The Management of a Frustrating and Fascinating Invasive Fish
BY KJETIL HENDERSON, CARTERVILLE FWCO
Grass carp were introduced into the United States (U.S.) in 1963. The species is native to parts of China and Russia, and was introduced into the U.S. for limiting vegetation in aquaculture ponds. In most water bodies, an intermediate amount of vegetation is ideal. Too much or too little can be problematic, and fisheries professionals sometimes try to influence plant biomass towards a happy medium. This influence is exerted to reduce plant growth via drawdowns, mechanical removal of plants or spraying herbicides. Occasionally, another control method used to reduce plant growth which can have substantial negative ramifications is grass carp. This fish can grow large eating vegetation but this characteristic is as concerning as it is exceptional.
There are very few plant-eating fish in North America. These primary consumers (or plant eaters) include stonerollers and grass carp. Stonerollers consume algae and serve a vital role processing nutrients in stream ecosystems. Given their unique diets, both stonerollers and grass carp play substantial roles in the environments they thrive in. Unfortunately, grass carp often bring unwelcomed change when introduced. This species has caused reduced plant abundance and diversity, lowered water clarity, and substantially altered nutrient dynamics in some systems.
For these concerning reasons, the federal government passed 2008 legislation to avoid the spread of fertile grass carp. The Lacey Act makes it illegal to transport species deemed injurious into the country or across state lines without an exemption. Individuals can’t legally spread grass carp across state lines. The only way commercial fish farms can transport these fish across borders is with the documented approval of U.S. Fish and Wildlife Service (USFWS) personnel. This service is provided to states that do not allow diploid grass carp within their boundaries. With this program, only “triploid” grass carp can be transported between the states.

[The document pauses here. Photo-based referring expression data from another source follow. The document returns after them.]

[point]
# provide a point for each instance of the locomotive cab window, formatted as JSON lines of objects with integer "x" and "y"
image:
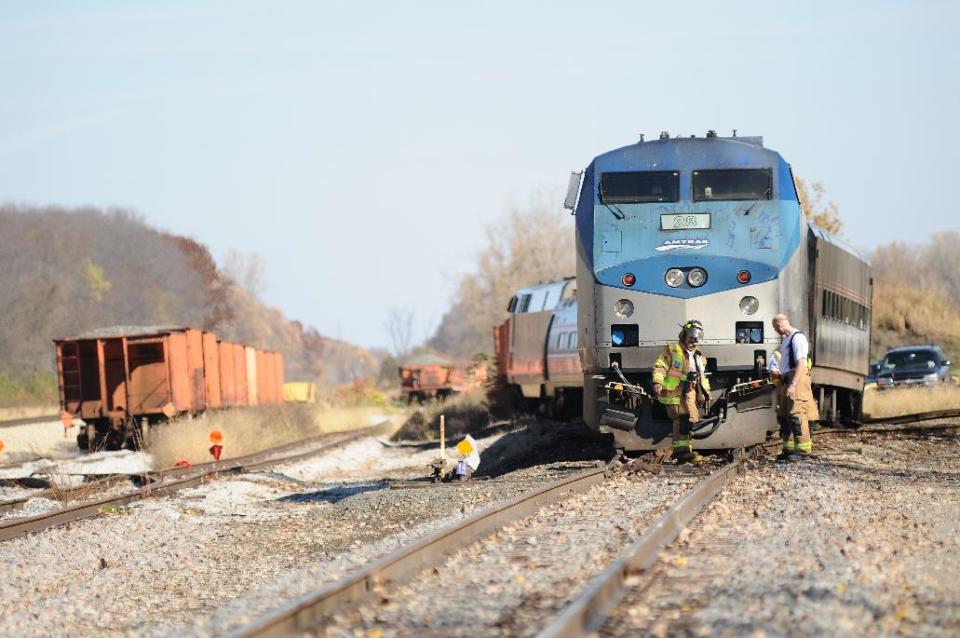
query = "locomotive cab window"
{"x": 733, "y": 184}
{"x": 639, "y": 187}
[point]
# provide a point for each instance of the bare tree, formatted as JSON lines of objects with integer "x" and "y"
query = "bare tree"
{"x": 399, "y": 325}
{"x": 527, "y": 245}
{"x": 825, "y": 215}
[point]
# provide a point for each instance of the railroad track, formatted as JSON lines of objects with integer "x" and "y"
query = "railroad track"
{"x": 9, "y": 423}
{"x": 170, "y": 481}
{"x": 587, "y": 611}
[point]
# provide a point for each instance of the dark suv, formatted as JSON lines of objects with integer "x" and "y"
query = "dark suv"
{"x": 914, "y": 365}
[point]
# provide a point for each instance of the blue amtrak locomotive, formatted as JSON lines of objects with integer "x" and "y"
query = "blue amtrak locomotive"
{"x": 708, "y": 228}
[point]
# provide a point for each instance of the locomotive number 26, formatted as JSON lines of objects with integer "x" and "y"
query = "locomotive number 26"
{"x": 685, "y": 221}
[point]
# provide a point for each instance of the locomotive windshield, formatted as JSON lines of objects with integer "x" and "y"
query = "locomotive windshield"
{"x": 732, "y": 184}
{"x": 640, "y": 187}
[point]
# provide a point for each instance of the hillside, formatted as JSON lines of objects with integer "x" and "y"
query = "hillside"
{"x": 66, "y": 271}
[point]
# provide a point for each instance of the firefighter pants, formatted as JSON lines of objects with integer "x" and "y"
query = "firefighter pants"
{"x": 793, "y": 415}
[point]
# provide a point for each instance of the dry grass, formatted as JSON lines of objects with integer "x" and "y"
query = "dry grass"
{"x": 27, "y": 411}
{"x": 464, "y": 414}
{"x": 900, "y": 401}
{"x": 905, "y": 314}
{"x": 249, "y": 430}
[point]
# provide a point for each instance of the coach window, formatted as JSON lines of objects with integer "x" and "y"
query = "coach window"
{"x": 733, "y": 184}
{"x": 524, "y": 303}
{"x": 639, "y": 187}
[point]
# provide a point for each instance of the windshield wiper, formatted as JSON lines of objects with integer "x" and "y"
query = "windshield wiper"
{"x": 616, "y": 212}
{"x": 757, "y": 200}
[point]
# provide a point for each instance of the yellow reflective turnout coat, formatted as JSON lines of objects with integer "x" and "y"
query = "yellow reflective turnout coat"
{"x": 670, "y": 369}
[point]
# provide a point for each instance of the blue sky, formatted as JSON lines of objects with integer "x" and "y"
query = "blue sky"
{"x": 336, "y": 140}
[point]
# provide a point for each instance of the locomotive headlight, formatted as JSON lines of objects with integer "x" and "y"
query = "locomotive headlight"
{"x": 623, "y": 309}
{"x": 697, "y": 277}
{"x": 674, "y": 277}
{"x": 749, "y": 305}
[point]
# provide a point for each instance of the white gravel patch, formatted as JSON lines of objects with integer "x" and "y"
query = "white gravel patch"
{"x": 37, "y": 440}
{"x": 202, "y": 561}
{"x": 369, "y": 458}
{"x": 98, "y": 463}
{"x": 33, "y": 507}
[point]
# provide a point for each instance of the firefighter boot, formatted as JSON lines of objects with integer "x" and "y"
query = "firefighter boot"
{"x": 786, "y": 435}
{"x": 801, "y": 448}
{"x": 682, "y": 448}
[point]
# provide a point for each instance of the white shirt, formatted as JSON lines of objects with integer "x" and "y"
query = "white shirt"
{"x": 801, "y": 348}
{"x": 773, "y": 365}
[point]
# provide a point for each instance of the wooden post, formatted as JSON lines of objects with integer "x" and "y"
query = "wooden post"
{"x": 443, "y": 442}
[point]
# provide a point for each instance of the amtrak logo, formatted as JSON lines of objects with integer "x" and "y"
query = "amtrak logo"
{"x": 677, "y": 244}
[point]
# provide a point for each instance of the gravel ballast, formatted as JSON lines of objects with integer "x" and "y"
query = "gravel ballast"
{"x": 862, "y": 541}
{"x": 216, "y": 556}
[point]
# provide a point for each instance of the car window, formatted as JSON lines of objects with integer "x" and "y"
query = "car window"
{"x": 910, "y": 360}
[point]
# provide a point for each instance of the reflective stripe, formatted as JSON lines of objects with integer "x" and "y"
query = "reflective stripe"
{"x": 675, "y": 372}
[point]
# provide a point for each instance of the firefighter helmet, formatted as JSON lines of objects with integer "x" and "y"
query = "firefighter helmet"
{"x": 691, "y": 327}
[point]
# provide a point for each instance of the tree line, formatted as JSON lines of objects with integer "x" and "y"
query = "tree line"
{"x": 67, "y": 271}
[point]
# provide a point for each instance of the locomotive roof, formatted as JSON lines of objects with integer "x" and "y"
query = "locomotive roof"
{"x": 688, "y": 153}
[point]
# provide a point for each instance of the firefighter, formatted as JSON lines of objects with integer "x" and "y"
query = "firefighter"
{"x": 795, "y": 404}
{"x": 680, "y": 384}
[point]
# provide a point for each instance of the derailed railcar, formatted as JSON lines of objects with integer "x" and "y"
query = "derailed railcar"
{"x": 429, "y": 376}
{"x": 536, "y": 347}
{"x": 710, "y": 229}
{"x": 115, "y": 378}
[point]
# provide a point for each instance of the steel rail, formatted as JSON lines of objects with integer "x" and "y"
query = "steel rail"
{"x": 920, "y": 416}
{"x": 64, "y": 493}
{"x": 306, "y": 611}
{"x": 9, "y": 423}
{"x": 22, "y": 526}
{"x": 586, "y": 613}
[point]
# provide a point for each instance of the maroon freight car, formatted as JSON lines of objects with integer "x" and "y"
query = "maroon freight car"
{"x": 115, "y": 377}
{"x": 433, "y": 377}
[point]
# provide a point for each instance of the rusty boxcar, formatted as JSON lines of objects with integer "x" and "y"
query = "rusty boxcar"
{"x": 114, "y": 378}
{"x": 434, "y": 377}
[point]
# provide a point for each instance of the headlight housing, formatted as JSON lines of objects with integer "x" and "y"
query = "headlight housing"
{"x": 674, "y": 277}
{"x": 697, "y": 277}
{"x": 623, "y": 309}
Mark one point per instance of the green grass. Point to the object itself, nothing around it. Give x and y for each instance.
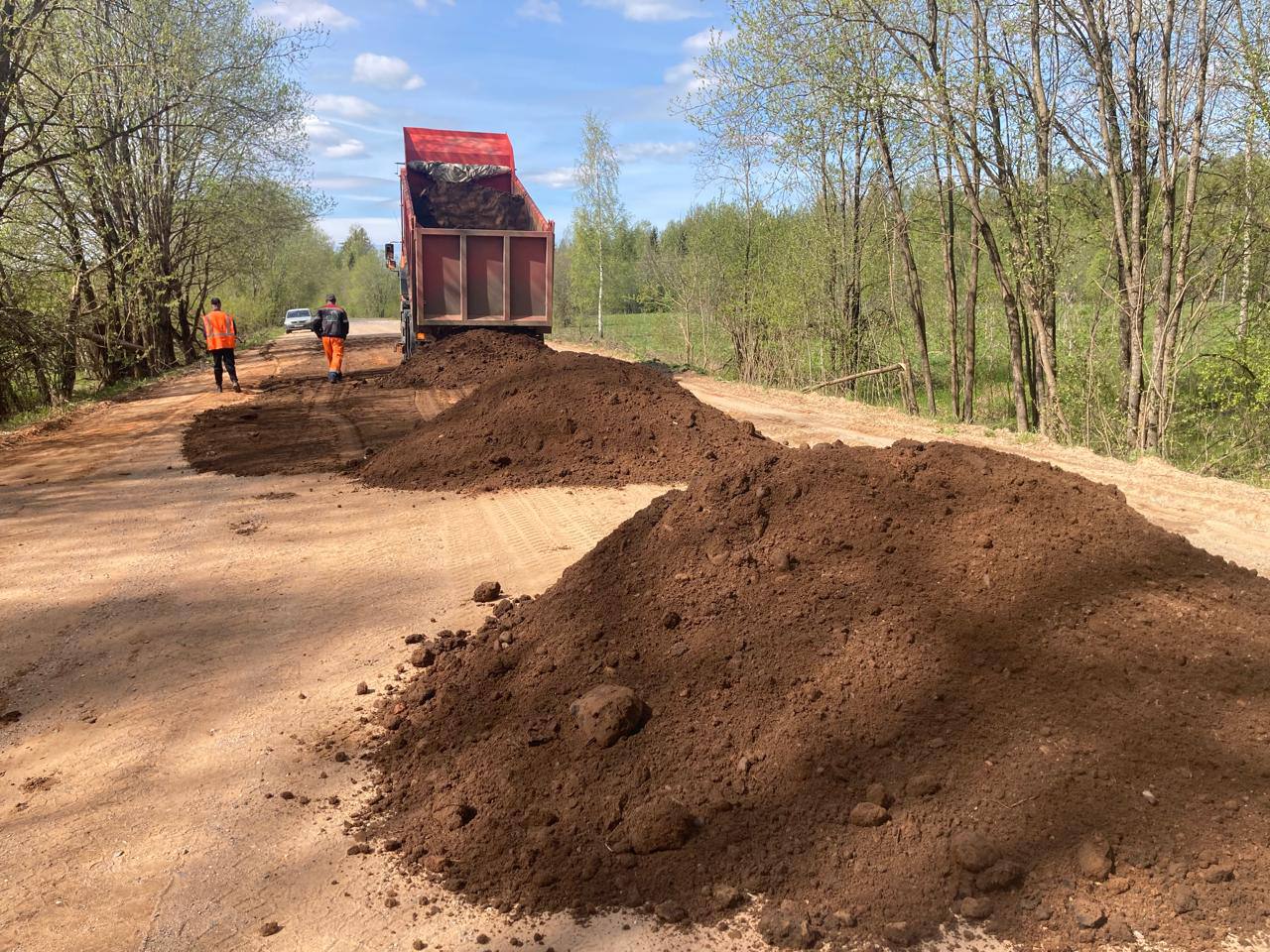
(89, 391)
(654, 336)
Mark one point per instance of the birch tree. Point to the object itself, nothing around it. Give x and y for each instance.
(598, 209)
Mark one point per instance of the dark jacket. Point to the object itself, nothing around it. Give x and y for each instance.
(331, 321)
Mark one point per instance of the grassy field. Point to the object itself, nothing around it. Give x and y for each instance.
(658, 336)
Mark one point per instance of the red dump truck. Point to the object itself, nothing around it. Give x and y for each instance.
(475, 250)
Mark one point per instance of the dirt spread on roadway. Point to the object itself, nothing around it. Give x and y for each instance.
(298, 422)
(574, 420)
(466, 359)
(879, 687)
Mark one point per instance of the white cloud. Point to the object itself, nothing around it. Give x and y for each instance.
(345, 107)
(635, 151)
(321, 132)
(698, 44)
(554, 178)
(651, 10)
(305, 13)
(545, 10)
(385, 71)
(380, 229)
(343, 182)
(348, 149)
(331, 141)
(684, 75)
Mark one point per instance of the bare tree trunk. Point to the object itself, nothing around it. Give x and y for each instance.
(912, 277)
(599, 299)
(1246, 263)
(948, 231)
(968, 309)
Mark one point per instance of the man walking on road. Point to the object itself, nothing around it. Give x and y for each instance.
(331, 326)
(221, 335)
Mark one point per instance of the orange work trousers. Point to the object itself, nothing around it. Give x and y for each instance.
(334, 348)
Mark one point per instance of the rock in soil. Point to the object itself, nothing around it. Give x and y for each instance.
(788, 928)
(976, 906)
(893, 648)
(867, 815)
(1093, 857)
(659, 825)
(607, 714)
(1087, 914)
(971, 851)
(486, 592)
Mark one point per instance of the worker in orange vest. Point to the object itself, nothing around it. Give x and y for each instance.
(331, 326)
(220, 335)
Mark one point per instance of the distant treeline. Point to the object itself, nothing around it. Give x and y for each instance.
(1055, 213)
(151, 154)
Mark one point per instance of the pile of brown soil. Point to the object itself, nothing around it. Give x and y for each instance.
(879, 687)
(575, 420)
(447, 204)
(465, 359)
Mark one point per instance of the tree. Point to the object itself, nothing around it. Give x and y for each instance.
(598, 211)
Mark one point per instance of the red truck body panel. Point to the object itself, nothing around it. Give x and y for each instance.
(458, 278)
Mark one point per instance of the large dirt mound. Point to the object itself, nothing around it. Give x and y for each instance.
(465, 359)
(572, 419)
(447, 204)
(879, 687)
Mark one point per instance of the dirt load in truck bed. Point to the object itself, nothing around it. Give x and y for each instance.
(880, 687)
(447, 204)
(465, 359)
(564, 420)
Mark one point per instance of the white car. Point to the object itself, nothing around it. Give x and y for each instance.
(299, 318)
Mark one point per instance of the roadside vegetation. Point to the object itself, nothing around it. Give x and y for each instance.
(151, 154)
(1046, 216)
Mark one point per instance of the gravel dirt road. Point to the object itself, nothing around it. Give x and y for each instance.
(178, 645)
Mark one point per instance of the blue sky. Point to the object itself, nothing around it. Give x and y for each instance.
(527, 67)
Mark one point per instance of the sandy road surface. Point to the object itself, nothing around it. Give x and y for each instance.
(178, 643)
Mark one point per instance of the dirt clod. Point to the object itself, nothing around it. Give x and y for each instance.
(486, 592)
(788, 928)
(1093, 857)
(867, 815)
(973, 851)
(662, 824)
(1087, 914)
(607, 714)
(976, 906)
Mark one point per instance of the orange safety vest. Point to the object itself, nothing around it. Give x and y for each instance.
(218, 329)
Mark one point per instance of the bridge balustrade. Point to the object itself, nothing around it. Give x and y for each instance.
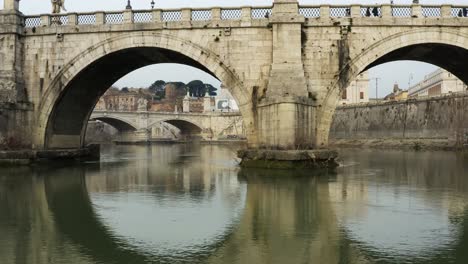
(310, 12)
(142, 17)
(339, 11)
(260, 13)
(402, 11)
(205, 14)
(231, 13)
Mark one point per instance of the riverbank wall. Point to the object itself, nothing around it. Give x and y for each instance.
(427, 122)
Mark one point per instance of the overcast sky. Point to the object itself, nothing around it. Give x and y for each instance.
(389, 73)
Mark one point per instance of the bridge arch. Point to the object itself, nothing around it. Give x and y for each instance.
(118, 123)
(66, 105)
(185, 125)
(444, 48)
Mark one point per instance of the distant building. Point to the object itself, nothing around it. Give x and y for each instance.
(176, 100)
(437, 83)
(117, 100)
(357, 91)
(225, 102)
(397, 94)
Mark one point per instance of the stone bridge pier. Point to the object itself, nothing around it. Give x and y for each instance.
(285, 64)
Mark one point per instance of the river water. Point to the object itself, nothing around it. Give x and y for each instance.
(192, 204)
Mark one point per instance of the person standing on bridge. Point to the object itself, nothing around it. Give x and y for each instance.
(368, 11)
(57, 6)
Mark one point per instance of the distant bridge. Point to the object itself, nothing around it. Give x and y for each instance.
(144, 125)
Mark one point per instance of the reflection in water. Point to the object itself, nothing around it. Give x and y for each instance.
(191, 204)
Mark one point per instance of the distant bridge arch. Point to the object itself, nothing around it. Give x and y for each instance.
(118, 123)
(443, 47)
(67, 106)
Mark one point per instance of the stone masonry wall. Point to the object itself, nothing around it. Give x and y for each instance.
(444, 117)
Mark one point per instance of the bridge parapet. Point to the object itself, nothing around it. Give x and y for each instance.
(243, 13)
(148, 16)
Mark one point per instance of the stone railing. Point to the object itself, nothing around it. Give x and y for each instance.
(243, 13)
(148, 16)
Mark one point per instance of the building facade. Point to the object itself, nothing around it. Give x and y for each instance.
(397, 94)
(357, 92)
(437, 83)
(117, 100)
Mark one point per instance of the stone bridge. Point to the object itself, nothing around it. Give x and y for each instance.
(144, 125)
(285, 64)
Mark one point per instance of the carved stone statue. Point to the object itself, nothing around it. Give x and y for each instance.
(57, 6)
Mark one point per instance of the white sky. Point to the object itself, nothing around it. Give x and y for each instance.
(388, 73)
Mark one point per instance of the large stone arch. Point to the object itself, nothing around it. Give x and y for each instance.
(392, 48)
(166, 48)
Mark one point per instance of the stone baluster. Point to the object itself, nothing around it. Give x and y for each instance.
(186, 14)
(246, 14)
(325, 11)
(128, 16)
(355, 11)
(446, 11)
(416, 11)
(216, 13)
(386, 10)
(100, 18)
(11, 5)
(45, 20)
(72, 19)
(157, 15)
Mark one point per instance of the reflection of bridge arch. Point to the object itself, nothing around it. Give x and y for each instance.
(71, 96)
(265, 245)
(118, 123)
(81, 224)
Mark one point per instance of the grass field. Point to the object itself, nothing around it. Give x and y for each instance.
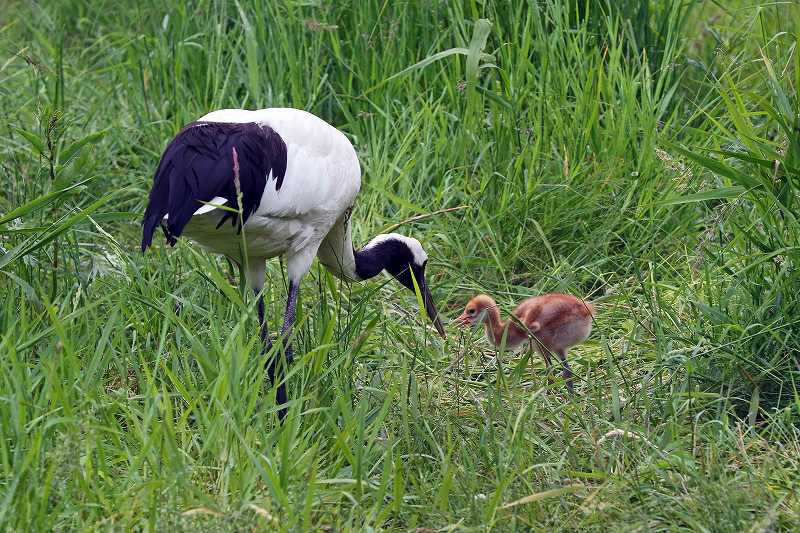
(645, 156)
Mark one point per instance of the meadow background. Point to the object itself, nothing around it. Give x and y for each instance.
(645, 155)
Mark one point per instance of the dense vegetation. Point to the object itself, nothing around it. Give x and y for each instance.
(643, 155)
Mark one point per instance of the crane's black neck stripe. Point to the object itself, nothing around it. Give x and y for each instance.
(391, 255)
(198, 166)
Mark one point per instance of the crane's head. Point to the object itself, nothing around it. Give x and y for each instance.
(475, 311)
(405, 259)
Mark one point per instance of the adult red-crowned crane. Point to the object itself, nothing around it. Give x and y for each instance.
(298, 177)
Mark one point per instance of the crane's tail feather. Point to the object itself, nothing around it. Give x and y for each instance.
(198, 167)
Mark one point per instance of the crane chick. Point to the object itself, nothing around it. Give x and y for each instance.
(551, 322)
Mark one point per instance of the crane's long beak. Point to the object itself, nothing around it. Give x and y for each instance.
(430, 308)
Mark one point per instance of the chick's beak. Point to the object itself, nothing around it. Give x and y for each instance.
(462, 321)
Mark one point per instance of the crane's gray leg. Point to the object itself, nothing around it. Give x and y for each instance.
(277, 365)
(263, 323)
(567, 372)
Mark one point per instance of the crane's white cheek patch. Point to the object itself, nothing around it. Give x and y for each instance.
(417, 252)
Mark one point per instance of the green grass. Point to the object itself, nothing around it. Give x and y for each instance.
(643, 155)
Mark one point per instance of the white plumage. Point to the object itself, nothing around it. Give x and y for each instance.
(316, 176)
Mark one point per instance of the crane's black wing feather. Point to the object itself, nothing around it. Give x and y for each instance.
(197, 166)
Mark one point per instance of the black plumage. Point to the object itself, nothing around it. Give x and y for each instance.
(197, 166)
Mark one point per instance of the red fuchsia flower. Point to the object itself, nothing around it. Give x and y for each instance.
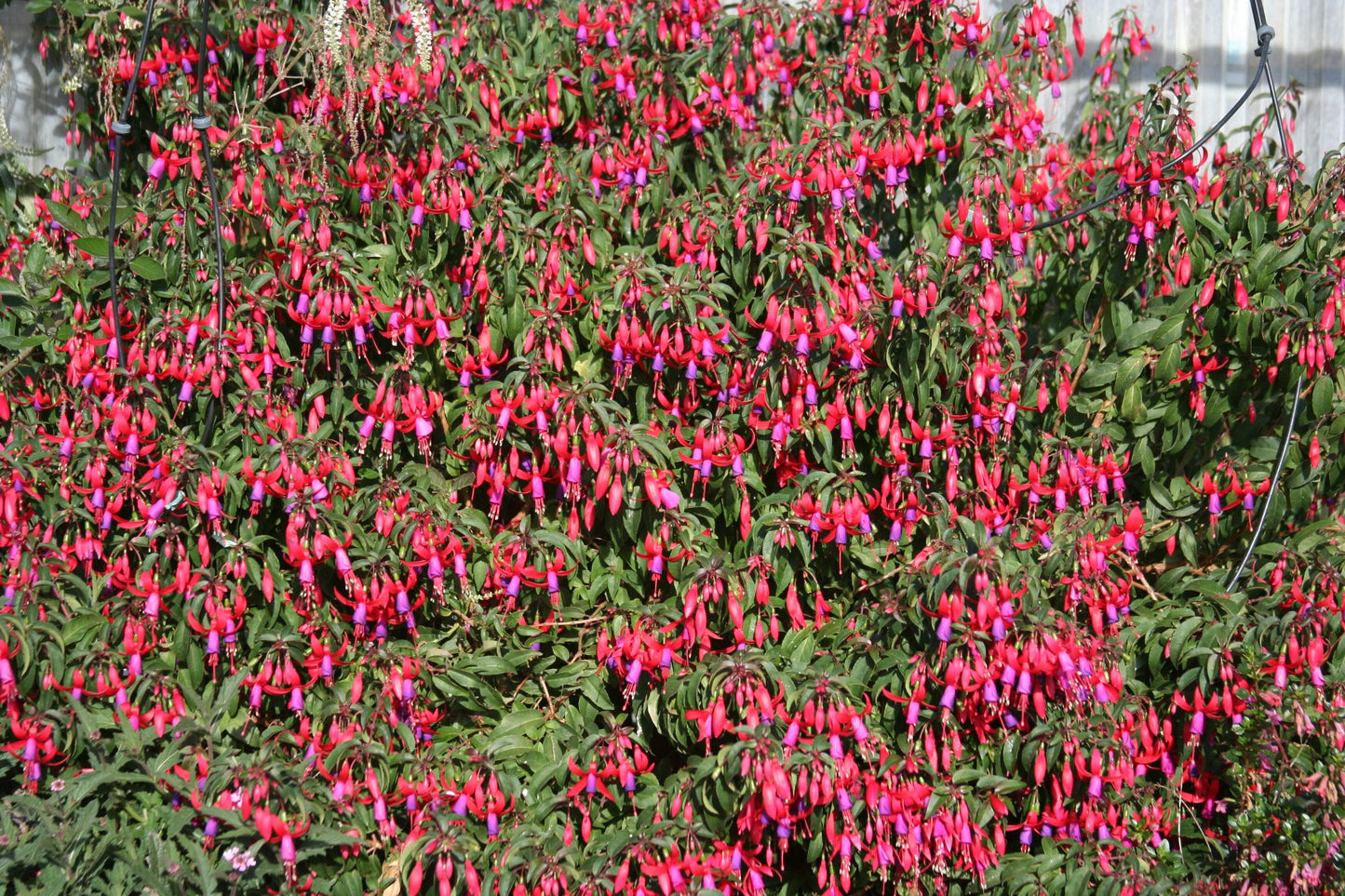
(276, 829)
(34, 747)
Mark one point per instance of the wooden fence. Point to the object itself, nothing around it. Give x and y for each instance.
(1309, 47)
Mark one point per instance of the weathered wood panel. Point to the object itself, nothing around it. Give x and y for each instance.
(1217, 33)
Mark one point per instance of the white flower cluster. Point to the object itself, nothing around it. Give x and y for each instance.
(422, 30)
(334, 21)
(239, 859)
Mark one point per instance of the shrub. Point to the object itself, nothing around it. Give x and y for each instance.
(652, 447)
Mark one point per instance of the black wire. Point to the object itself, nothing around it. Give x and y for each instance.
(1263, 68)
(120, 128)
(1263, 36)
(1274, 485)
(202, 123)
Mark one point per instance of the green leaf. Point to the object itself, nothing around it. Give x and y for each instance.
(147, 268)
(96, 247)
(1324, 395)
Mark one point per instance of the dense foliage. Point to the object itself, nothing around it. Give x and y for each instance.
(647, 448)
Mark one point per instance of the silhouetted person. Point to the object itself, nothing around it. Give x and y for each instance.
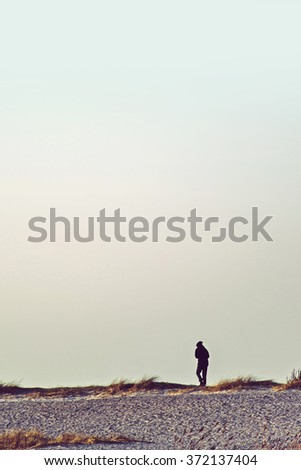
(202, 356)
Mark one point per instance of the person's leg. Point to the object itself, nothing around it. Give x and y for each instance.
(205, 367)
(198, 373)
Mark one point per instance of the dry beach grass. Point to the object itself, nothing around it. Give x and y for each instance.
(244, 413)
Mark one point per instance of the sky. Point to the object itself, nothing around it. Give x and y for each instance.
(155, 108)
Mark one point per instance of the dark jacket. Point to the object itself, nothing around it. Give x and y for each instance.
(202, 354)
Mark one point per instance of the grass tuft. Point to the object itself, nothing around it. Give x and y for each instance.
(32, 439)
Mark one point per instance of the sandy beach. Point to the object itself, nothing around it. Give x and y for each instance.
(165, 419)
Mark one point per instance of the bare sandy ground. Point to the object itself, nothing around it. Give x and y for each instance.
(169, 419)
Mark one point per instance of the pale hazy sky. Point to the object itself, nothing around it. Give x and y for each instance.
(155, 108)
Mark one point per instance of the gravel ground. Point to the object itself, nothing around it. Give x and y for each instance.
(246, 419)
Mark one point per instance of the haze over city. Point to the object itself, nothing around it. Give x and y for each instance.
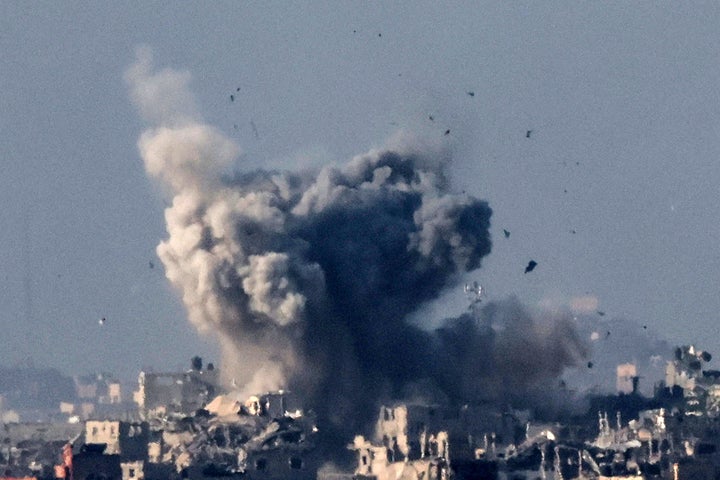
(589, 130)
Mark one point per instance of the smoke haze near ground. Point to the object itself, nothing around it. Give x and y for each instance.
(307, 278)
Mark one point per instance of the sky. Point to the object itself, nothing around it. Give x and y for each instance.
(612, 192)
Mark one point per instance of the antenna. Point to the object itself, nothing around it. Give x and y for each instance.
(474, 292)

Triploid refers to the number of sets of chromosomes found in the nucleus of grass carp red blood cells. Diploid fish are fertile (2 sets of chromosomes in RBCs) and triploid carp are sterile. The inspection process starts several days prior to a shipment of grass carp from a fish farm. USFWS personnel are contacted by hatchery employees and an appointment is made. A large number of grass carp are selected for inspection from the pool of fish to be shipped. Blood is drawn from these fish and a Coulter Counter is used to measure chromosome diameter. If the test is passed, these grass carp can be shipped only with the proper documentation and after the appropriate states have been notified.
Triploid grass carp inspections represent one component of the role of USFWS in preventing the spread of this species in the United States. Most grass carp aquaculture is performed in the USFWS’s Southeast or Midwest Regions. This interesting species is valuable; over three million tons of grass carp is consumed worldwide each year. However, the potential for grass carp to cause environmental damage is very real, and has this been documented in many cases. Often, stocking grass carp is inappropriate or damaging to the pond or lake being managed. USFWS inspections help prevent the spread of this invasive fish.